There is a vote going on to the south of us this week that is of great importance to those who value democracy and free speech. We refer, of course, to the referendum on the future of the Gleaner, the students’ newspaper at Langara College.
To wit: the students’ union of Langara is holding a referendum on whether to continue funding the Gleaner, which is owned-and-operated by a non-profit society consisting of Langara students or to transfer the budget to a students’ union owned-and-operated pawn.

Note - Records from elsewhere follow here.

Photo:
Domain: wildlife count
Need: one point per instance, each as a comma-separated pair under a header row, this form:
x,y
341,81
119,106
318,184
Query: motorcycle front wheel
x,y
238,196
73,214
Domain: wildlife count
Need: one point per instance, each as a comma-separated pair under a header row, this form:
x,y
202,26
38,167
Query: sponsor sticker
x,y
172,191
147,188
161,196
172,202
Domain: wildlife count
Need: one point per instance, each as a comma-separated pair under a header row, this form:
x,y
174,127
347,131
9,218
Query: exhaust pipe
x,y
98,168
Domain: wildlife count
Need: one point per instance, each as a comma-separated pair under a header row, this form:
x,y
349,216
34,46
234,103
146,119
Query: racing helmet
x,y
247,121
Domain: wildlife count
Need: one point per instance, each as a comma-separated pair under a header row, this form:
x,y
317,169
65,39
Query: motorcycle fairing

The money at stake is trivial — around $70,000 per year — but the principle is everything. Like the Peak at Simon Fraser, the Ubyssey at UBC, the Other Press at Douglas College, the Martlet at University of Victoria and the Courier at Capilano College, the Gleaner is a legally separate organisation from the student government. Langara students vote for and comprise its board of directors, and editorial decisions are made by democratic process. Students union flacks and their legislature-aspiring brethren can’t dictate content, demand editorial changes or censor a word. But, at Langara, this week they are trying to get the power to do just that.
If you don’t go to Langara, there is not much to do. But if you are a student there, Only implores you to vote to keep the Gleaner as a free, democratic voice. The wanna-be Conservatives on student government need the support of 75% of voting students to kill the paper. Your ‘no’ can make a difference on that magic 26% to keep the student press free.
Vote to keep the Gleaner Feb 4, 5, 6 7. Polling is in the main building outside the cafeteria.
(Full disclosure: twenty years ago, I was one of the founders of the Gleaner Publications Society. We designed the Gleaner Publications Society to be a free as possible from student union and college control but be accountable directly to the students at large. Students voted in a $1.75 + 25¢ per credit newspaper fee on top of tuition [About $5.50]. In return, student government officials and staff could not work on the paper and Langara students would elect the board of directors in a annual election, advertised in the paper. The flaw was the college did not want to handle payments to two student organisations, so we arranged that the college would pay the students union who would pay the Gleaner. While this is not the first time the Langara Students’ Union has tried to close the Gleaner, this is the first time they have tried to do it by hi-jacking its funding. Don’t give them the satisfaction.)